We analyzed the similarities of 2013 NIH grant abstracts with lengths of at least 100 words (disregarding the public health relevance statement). For each abstract in the resulting collection of over 50,000, we calculated the frequency of each word. The similarity of different abstracts was evaluated in pairwise manner by comparing word frequencies. We then used cluster analysis to identify abstracts with the most similar word content, finding that there were over 500 of cases (~1%) of abstract pairs with highly similar text. Note that for this analysis we removed any grants that had identical project numbers or absolutely identical text, therefore reducing the number of false positives.

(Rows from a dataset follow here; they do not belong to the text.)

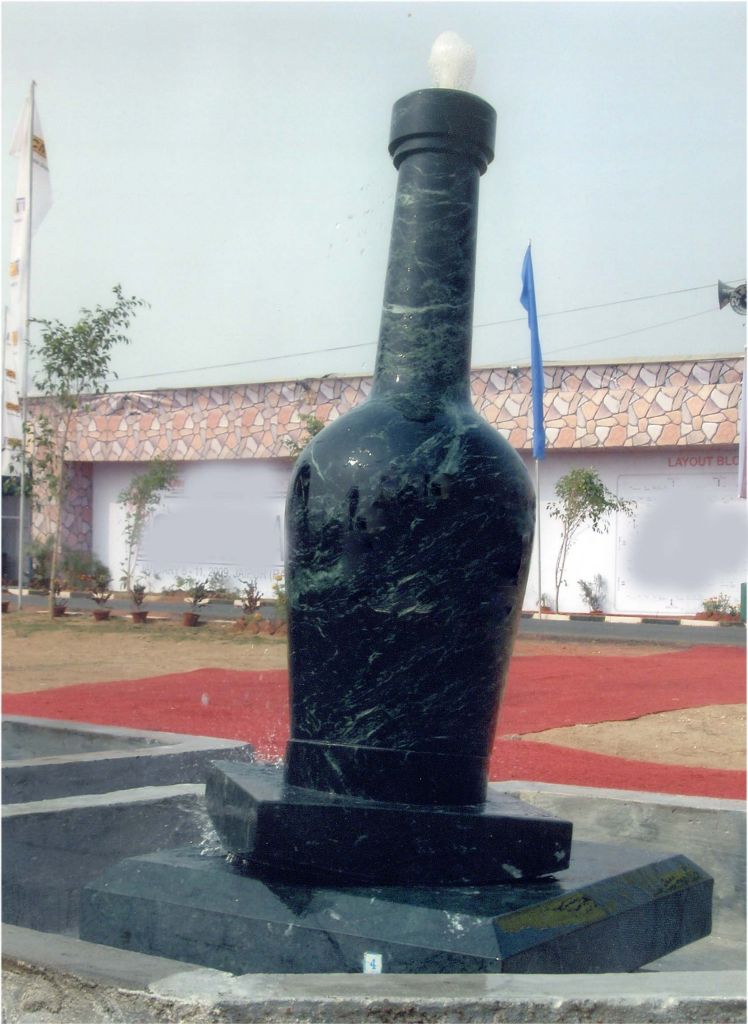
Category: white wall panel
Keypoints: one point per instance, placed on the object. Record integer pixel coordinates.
(222, 516)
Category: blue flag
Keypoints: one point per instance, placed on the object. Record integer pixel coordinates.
(536, 358)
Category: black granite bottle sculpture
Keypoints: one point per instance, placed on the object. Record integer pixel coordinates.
(410, 523)
(410, 519)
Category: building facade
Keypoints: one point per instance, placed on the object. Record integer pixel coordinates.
(663, 435)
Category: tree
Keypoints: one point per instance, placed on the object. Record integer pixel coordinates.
(74, 363)
(140, 499)
(583, 499)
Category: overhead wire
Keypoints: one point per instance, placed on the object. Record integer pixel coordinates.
(513, 320)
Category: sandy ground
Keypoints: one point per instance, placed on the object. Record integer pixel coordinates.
(38, 653)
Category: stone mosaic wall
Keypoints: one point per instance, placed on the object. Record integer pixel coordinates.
(664, 404)
(77, 511)
(609, 407)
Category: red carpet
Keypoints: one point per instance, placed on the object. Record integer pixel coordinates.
(543, 692)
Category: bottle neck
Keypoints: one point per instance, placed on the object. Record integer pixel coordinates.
(442, 140)
(423, 359)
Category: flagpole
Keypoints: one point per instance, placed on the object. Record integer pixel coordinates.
(528, 300)
(537, 534)
(25, 373)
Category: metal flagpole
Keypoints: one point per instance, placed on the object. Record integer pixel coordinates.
(25, 374)
(537, 535)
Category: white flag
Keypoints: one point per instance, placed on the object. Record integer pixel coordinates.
(33, 194)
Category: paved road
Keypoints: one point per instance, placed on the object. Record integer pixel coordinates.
(592, 630)
(686, 636)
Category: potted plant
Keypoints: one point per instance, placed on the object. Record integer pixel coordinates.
(593, 594)
(198, 595)
(137, 593)
(100, 593)
(59, 604)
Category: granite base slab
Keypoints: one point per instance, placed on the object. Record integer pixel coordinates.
(614, 910)
(299, 835)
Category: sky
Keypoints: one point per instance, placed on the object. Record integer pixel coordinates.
(227, 162)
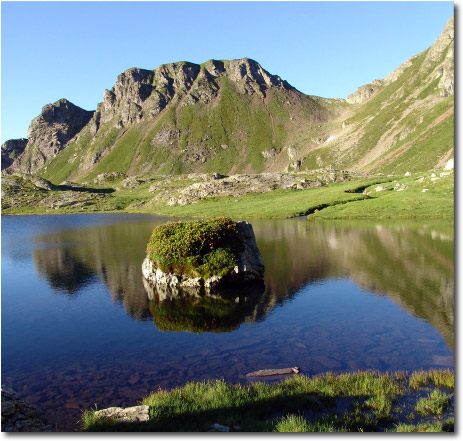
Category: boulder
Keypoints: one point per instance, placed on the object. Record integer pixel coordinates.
(250, 269)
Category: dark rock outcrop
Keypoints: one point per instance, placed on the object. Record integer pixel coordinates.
(11, 150)
(49, 133)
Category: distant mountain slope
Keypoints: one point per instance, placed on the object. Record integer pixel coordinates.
(224, 116)
(235, 117)
(404, 122)
(48, 134)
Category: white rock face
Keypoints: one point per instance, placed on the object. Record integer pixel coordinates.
(169, 286)
(450, 164)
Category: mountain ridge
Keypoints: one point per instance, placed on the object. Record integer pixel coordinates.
(233, 116)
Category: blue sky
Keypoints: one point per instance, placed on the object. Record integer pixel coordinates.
(75, 50)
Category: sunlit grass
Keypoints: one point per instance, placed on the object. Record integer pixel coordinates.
(197, 406)
(436, 377)
(434, 404)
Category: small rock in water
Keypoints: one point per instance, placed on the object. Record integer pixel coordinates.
(450, 164)
(135, 414)
(219, 428)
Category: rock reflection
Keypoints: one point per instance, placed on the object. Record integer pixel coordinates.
(221, 312)
(411, 263)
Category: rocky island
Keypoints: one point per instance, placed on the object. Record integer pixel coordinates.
(202, 257)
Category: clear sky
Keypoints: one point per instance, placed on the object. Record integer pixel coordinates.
(75, 50)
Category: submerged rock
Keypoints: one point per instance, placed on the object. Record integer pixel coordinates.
(135, 414)
(20, 416)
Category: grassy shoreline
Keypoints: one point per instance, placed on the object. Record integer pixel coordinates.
(363, 401)
(422, 196)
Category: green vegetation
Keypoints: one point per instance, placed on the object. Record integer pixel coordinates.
(196, 248)
(195, 407)
(438, 426)
(355, 199)
(277, 204)
(436, 201)
(434, 404)
(436, 377)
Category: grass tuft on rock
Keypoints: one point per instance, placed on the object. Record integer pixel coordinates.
(196, 248)
(434, 404)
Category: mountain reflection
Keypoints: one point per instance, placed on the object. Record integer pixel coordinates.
(411, 263)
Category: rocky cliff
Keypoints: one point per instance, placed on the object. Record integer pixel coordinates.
(235, 117)
(48, 134)
(11, 150)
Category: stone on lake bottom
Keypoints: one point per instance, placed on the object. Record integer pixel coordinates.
(135, 414)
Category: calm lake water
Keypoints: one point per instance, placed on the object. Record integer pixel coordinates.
(79, 329)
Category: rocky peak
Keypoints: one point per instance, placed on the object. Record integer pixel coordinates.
(11, 149)
(49, 132)
(251, 77)
(443, 45)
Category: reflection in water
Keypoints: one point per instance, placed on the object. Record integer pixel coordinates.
(222, 312)
(67, 352)
(411, 263)
(63, 271)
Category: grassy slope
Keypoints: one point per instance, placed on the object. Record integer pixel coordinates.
(387, 109)
(374, 404)
(331, 201)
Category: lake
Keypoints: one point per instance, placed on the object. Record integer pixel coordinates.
(79, 327)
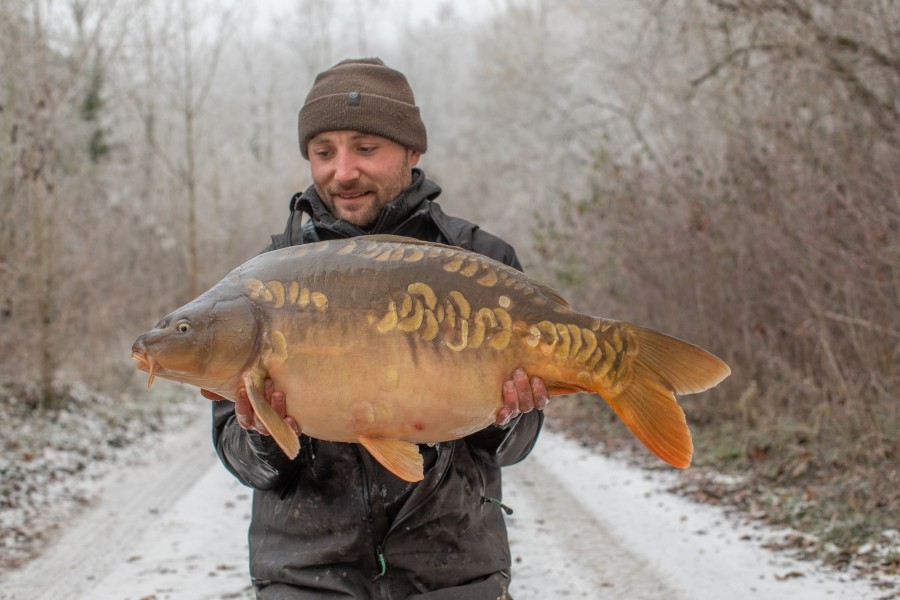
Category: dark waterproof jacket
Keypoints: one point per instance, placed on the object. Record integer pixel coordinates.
(334, 523)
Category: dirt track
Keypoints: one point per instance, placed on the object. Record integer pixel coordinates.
(584, 527)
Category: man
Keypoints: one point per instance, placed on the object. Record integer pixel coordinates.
(333, 523)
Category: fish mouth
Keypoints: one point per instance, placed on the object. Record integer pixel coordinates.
(145, 364)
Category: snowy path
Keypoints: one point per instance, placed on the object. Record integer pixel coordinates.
(584, 527)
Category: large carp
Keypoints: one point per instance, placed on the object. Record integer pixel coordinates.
(391, 342)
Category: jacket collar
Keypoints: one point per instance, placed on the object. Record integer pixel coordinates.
(408, 203)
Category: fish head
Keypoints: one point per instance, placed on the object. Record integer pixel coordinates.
(208, 343)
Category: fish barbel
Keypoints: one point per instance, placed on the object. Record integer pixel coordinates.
(391, 342)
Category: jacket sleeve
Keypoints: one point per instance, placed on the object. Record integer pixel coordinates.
(255, 459)
(507, 445)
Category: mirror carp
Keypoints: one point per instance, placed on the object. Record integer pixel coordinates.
(391, 342)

We show the results in the interactive plot above. Each orange circle represents a cluster of grants with similar abstract text, where each grant within the cluster is represented by a grey circle with a size proportional to the monetary value of the award. Clicking on the orange text will take you to our search tool that reveals detailed information for all grants within the cluster. Some of this information is available in the plot itself, where clicking on any orange circle reveals the title of the grants, and further clicking on the title displays the associated abstract.

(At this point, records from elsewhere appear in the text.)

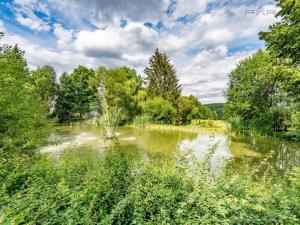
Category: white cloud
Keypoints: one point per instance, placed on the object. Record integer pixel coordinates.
(217, 36)
(33, 22)
(114, 42)
(207, 75)
(199, 49)
(65, 37)
(25, 14)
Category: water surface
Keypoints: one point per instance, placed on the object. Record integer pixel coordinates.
(159, 145)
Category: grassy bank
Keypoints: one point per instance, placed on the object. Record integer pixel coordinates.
(197, 126)
(117, 187)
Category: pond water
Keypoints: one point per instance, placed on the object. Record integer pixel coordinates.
(159, 145)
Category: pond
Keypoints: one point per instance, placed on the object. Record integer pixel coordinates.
(159, 145)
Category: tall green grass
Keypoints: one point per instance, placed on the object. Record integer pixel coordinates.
(118, 187)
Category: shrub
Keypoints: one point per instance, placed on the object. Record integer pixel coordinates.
(159, 110)
(114, 189)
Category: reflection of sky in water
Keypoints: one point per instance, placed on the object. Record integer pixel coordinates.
(201, 145)
(280, 154)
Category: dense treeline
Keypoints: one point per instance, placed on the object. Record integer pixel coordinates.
(263, 93)
(159, 99)
(218, 108)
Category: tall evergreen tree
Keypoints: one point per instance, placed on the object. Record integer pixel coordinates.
(161, 78)
(283, 37)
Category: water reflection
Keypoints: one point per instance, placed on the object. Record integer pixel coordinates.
(157, 145)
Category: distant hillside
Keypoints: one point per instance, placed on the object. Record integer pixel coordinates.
(218, 108)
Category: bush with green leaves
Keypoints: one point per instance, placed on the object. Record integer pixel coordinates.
(116, 187)
(159, 110)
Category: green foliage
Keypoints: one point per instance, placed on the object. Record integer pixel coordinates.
(122, 86)
(189, 108)
(44, 79)
(259, 93)
(22, 112)
(114, 189)
(159, 110)
(75, 96)
(283, 37)
(161, 78)
(218, 108)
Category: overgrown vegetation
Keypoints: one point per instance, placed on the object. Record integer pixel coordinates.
(118, 188)
(263, 93)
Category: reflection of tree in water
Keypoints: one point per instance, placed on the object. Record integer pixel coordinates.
(278, 154)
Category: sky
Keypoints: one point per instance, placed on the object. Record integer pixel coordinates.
(205, 39)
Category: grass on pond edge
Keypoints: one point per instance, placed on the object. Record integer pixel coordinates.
(209, 126)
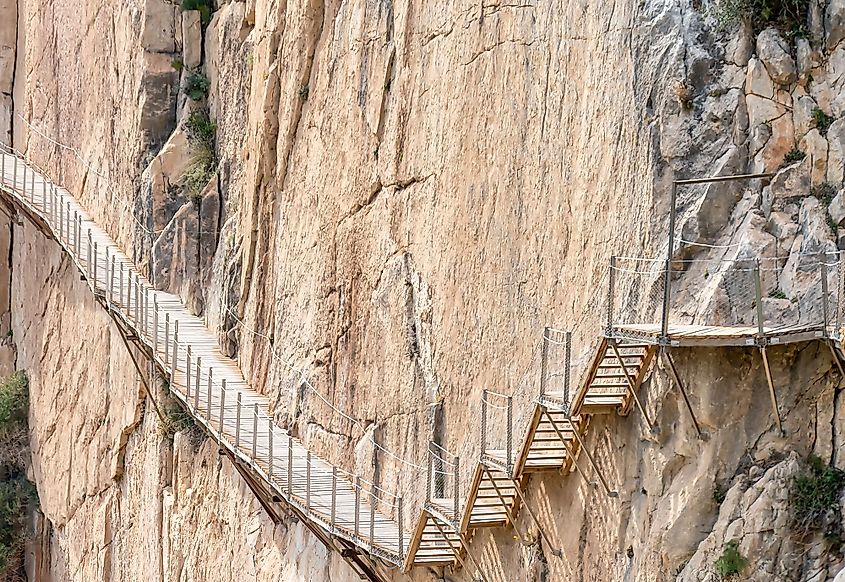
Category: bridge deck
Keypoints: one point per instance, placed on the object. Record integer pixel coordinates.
(208, 383)
(715, 335)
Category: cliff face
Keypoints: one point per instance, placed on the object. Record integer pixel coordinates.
(405, 193)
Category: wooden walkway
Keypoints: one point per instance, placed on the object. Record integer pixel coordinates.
(341, 505)
(210, 385)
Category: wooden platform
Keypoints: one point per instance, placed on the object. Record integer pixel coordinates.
(710, 335)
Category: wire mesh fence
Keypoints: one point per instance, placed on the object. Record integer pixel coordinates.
(761, 296)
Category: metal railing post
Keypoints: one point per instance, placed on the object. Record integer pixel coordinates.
(611, 291)
(197, 384)
(334, 497)
(208, 394)
(188, 374)
(839, 290)
(483, 420)
(254, 429)
(174, 361)
(166, 335)
(88, 255)
(290, 466)
(270, 450)
(223, 417)
(373, 501)
(308, 481)
(567, 364)
(155, 325)
(456, 486)
(399, 518)
(510, 436)
(758, 299)
(357, 504)
(825, 296)
(238, 422)
(544, 357)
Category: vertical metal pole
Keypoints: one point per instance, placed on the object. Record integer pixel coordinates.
(670, 251)
(290, 465)
(566, 370)
(111, 281)
(197, 384)
(839, 290)
(509, 461)
(166, 333)
(238, 422)
(174, 361)
(428, 478)
(457, 461)
(544, 358)
(308, 481)
(188, 374)
(155, 325)
(223, 420)
(357, 504)
(758, 300)
(254, 429)
(373, 502)
(334, 496)
(270, 450)
(95, 266)
(208, 394)
(825, 297)
(483, 420)
(399, 518)
(611, 291)
(88, 255)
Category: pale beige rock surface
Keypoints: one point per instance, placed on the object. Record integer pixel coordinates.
(406, 193)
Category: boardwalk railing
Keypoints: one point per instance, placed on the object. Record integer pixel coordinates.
(208, 384)
(769, 295)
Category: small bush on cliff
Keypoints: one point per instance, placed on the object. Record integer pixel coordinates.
(196, 86)
(201, 135)
(794, 155)
(205, 7)
(17, 494)
(814, 498)
(821, 120)
(788, 16)
(731, 562)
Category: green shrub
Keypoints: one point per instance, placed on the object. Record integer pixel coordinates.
(794, 155)
(813, 494)
(731, 561)
(201, 135)
(205, 7)
(14, 400)
(788, 16)
(821, 120)
(196, 86)
(201, 129)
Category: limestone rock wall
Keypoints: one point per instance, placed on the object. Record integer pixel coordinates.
(405, 193)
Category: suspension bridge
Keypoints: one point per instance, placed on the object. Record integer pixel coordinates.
(366, 524)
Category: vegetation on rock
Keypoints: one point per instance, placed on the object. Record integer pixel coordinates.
(821, 121)
(17, 494)
(201, 133)
(196, 86)
(731, 562)
(788, 16)
(814, 499)
(205, 7)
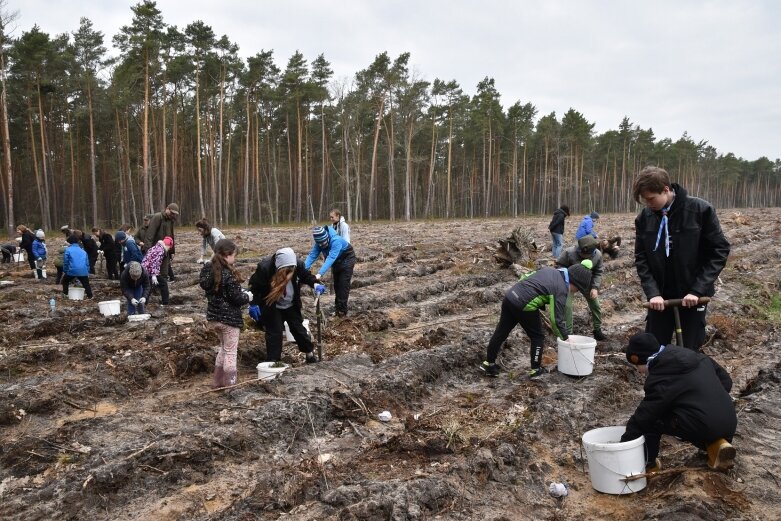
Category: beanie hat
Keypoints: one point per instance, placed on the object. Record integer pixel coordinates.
(285, 257)
(641, 347)
(587, 244)
(580, 277)
(134, 268)
(320, 235)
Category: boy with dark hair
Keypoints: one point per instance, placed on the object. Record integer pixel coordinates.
(679, 252)
(687, 396)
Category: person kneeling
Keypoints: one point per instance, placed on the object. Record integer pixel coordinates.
(276, 285)
(686, 396)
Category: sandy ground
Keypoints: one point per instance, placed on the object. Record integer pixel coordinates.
(105, 419)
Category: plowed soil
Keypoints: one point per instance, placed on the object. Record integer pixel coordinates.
(105, 419)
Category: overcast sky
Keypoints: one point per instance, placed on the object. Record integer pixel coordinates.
(709, 68)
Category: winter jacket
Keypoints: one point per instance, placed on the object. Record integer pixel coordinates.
(39, 249)
(342, 229)
(570, 257)
(108, 246)
(687, 389)
(153, 259)
(224, 305)
(545, 287)
(338, 250)
(75, 262)
(586, 228)
(130, 251)
(160, 227)
(557, 222)
(210, 240)
(128, 285)
(698, 249)
(260, 281)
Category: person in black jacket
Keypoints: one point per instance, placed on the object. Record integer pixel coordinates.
(225, 298)
(276, 285)
(109, 249)
(687, 396)
(556, 228)
(679, 252)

Many of the text similarities can be easily explained. For example, the largest cluster with 14 similar project summaries belongs to the National Children's Study Project. This multi-institution study follows the health and development of over 100,000 children across the country. Similarly, the second largest cluster belongs to the National Network of Libraries of Medicine, where each abstract differs mostly by the names of the institutions that are funded by the given project number. As the cluster size decreases and the award types become more common, it becomes increasingly more difficult to account for text similarities between the abstracts. For example, R21 and DP2 awards have different titles and over 10x difference in monetary value, yet there are pairs of project summaries that are nearly identical. Similarly, one can find many cases of R01 awards with different titles & study section that funds them. Likewise, there were 13 awards in 2013 where a NIH R01 had highly similar text to a VA I01 grant. As a final note, it is perhaps not surprising that there are a handful of examples of related F* and R* grants, where a PI and his/her trainee have nearly identical proposals.

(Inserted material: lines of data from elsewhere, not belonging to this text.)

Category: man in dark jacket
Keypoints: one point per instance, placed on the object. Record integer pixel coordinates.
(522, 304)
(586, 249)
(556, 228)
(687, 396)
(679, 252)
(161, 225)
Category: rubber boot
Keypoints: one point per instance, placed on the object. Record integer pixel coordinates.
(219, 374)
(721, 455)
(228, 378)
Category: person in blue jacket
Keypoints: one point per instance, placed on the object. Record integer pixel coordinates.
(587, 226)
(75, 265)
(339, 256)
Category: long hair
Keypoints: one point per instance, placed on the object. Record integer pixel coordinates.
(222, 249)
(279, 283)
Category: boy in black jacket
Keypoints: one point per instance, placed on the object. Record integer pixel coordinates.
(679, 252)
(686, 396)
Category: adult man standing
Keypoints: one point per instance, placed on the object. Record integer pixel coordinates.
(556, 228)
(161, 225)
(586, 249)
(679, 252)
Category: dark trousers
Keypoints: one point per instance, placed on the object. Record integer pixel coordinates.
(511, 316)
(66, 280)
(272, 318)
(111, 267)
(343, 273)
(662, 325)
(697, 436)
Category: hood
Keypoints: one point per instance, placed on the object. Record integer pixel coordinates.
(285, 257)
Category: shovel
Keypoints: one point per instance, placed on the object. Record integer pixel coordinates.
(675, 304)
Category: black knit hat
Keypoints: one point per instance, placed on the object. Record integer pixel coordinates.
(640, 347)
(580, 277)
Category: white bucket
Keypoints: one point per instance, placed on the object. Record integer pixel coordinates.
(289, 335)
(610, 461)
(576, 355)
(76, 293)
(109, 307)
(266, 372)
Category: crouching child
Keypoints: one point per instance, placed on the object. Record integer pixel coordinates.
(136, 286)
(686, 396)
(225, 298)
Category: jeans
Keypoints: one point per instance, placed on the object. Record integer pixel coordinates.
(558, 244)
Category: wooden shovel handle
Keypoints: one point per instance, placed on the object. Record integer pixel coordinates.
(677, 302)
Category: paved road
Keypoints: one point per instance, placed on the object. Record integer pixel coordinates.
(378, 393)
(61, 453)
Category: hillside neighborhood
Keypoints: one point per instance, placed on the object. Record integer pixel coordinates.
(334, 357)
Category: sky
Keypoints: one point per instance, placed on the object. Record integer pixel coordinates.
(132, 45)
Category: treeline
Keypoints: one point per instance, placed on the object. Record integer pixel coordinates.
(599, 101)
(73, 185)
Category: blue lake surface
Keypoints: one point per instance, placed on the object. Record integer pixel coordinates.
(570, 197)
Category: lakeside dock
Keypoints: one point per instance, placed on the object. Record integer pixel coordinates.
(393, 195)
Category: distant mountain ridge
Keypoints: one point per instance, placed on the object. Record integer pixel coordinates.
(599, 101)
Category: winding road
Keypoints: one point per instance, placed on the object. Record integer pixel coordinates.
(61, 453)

While it should not be the case that the details of the full research proposals are in fact the same, it would be beneficial if the project summaries were written to appropriately reflect the contents of the grant. Soon the Grantome developers hope to incorporate this new algorithm into the search results, such that the "Related Projects" will not just report continuations of individual research projects, but also different projects of related content.
If you are in need of an idea for a fundable project, perhaps one of the above abstracts might serve as the perfect blueprint? Surely the granting agencies will not mind yet another piece of text with related content.